Reputation: 11
I am looping through a directory and reading in numerous PDFs. I am extracting all text information from each page using a loop.
5/13 PDFs are throwing an error when trying to use .getNumPages(): Exception has occurred: ValueError invalid literal for int() with base 10: b''. I believe this error is occurring because the object (PyPDF2) is showing numPages: 0.
dir = os.listdir(directory)
for f in dir:
object = PyPDF2.PdfFileReader(directory + '\\' + f)

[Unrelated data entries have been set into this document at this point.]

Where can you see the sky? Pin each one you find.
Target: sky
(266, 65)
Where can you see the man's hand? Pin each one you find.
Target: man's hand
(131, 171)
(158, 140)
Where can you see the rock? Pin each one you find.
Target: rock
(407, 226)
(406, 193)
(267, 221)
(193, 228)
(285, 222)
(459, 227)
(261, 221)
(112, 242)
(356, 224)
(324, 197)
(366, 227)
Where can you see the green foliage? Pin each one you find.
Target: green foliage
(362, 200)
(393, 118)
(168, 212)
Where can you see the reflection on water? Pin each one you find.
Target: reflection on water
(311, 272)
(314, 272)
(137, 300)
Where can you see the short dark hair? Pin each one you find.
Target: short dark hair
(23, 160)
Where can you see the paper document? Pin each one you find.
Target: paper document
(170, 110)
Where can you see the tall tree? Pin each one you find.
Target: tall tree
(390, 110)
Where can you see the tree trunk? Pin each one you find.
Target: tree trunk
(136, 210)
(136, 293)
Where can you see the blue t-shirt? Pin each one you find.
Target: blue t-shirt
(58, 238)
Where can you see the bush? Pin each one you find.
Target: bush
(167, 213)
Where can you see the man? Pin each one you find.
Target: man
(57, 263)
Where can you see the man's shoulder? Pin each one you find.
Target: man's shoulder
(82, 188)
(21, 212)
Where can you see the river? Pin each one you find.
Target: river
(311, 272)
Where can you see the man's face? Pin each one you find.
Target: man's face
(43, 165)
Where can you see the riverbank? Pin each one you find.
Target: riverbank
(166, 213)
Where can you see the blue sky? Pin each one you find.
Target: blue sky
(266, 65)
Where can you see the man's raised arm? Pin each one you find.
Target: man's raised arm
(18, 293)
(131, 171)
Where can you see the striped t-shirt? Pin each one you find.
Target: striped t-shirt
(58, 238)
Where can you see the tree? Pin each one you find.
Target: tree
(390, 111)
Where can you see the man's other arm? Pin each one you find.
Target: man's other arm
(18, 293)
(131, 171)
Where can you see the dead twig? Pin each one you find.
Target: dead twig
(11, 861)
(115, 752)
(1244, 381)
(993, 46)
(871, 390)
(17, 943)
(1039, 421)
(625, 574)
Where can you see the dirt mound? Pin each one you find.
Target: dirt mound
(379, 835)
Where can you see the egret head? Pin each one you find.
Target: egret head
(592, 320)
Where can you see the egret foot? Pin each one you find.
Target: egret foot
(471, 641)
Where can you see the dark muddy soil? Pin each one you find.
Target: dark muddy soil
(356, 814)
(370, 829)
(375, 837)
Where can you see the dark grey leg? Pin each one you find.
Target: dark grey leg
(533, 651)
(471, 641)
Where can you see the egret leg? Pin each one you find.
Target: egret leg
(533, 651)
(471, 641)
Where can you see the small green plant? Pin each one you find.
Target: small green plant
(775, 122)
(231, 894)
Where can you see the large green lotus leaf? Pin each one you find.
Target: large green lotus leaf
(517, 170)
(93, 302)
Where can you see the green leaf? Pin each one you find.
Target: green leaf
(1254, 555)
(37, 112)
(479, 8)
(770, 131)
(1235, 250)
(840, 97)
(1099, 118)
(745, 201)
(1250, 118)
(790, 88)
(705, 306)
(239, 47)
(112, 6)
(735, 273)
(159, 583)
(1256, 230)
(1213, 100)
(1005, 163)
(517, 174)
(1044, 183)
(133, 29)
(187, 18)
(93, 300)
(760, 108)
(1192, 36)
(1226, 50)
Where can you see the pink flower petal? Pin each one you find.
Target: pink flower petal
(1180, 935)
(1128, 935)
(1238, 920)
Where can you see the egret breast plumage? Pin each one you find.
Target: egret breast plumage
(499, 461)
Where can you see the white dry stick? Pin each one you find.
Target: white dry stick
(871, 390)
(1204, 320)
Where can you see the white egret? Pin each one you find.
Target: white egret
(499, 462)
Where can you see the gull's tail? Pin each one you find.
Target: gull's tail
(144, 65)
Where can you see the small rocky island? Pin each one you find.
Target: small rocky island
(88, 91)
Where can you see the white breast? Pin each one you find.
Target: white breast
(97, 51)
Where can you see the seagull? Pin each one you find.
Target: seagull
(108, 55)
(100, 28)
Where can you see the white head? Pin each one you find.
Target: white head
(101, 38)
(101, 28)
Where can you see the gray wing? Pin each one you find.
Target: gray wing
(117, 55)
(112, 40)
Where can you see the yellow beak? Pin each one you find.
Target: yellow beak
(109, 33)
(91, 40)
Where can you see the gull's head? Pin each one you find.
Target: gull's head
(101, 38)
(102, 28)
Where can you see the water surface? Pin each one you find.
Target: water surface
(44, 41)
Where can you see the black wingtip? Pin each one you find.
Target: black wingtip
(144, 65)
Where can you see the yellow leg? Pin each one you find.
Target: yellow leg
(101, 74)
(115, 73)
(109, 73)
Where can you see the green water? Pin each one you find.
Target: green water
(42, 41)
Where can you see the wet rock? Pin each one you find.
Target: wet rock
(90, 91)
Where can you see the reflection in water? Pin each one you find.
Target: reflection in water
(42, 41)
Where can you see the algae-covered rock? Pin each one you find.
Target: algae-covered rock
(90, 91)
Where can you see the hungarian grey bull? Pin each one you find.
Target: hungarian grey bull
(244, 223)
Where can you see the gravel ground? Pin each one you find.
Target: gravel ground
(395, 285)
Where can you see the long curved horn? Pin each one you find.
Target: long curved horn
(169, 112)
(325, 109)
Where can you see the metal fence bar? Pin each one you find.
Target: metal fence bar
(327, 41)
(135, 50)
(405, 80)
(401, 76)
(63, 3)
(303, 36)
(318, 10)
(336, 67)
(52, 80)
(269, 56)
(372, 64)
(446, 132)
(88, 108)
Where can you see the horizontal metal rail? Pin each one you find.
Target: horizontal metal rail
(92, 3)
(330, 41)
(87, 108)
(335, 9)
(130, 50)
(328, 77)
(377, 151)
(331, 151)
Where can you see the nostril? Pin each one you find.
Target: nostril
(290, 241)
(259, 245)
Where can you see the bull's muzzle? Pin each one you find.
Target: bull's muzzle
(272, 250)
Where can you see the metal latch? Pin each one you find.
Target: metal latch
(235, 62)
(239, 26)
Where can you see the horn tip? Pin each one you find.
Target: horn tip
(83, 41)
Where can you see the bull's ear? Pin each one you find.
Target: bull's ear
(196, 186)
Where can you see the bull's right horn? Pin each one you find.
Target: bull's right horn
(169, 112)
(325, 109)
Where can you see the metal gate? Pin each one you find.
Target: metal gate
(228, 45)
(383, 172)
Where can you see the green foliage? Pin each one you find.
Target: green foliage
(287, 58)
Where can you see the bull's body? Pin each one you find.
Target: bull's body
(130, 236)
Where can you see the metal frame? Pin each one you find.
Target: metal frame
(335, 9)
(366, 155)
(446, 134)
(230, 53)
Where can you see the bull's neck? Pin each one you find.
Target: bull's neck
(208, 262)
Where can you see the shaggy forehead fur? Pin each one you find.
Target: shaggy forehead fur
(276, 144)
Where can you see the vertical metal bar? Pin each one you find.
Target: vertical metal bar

NumPages = object.getNumPages()
text_output = "" # Initiate Variable
# Loop through all pages and extract/merge text
with open(directory + '\\' + f, mode='rb') as FileName:
reader = PyPDF2.PdfFileReader(FileName)
for p_num in range(0, NumPages):
page = reader.getPage(p_num)
text_output = text_output + '\n' + 'PAGE: ' + \
str(p_num + 1) + '\n' + page.extractText()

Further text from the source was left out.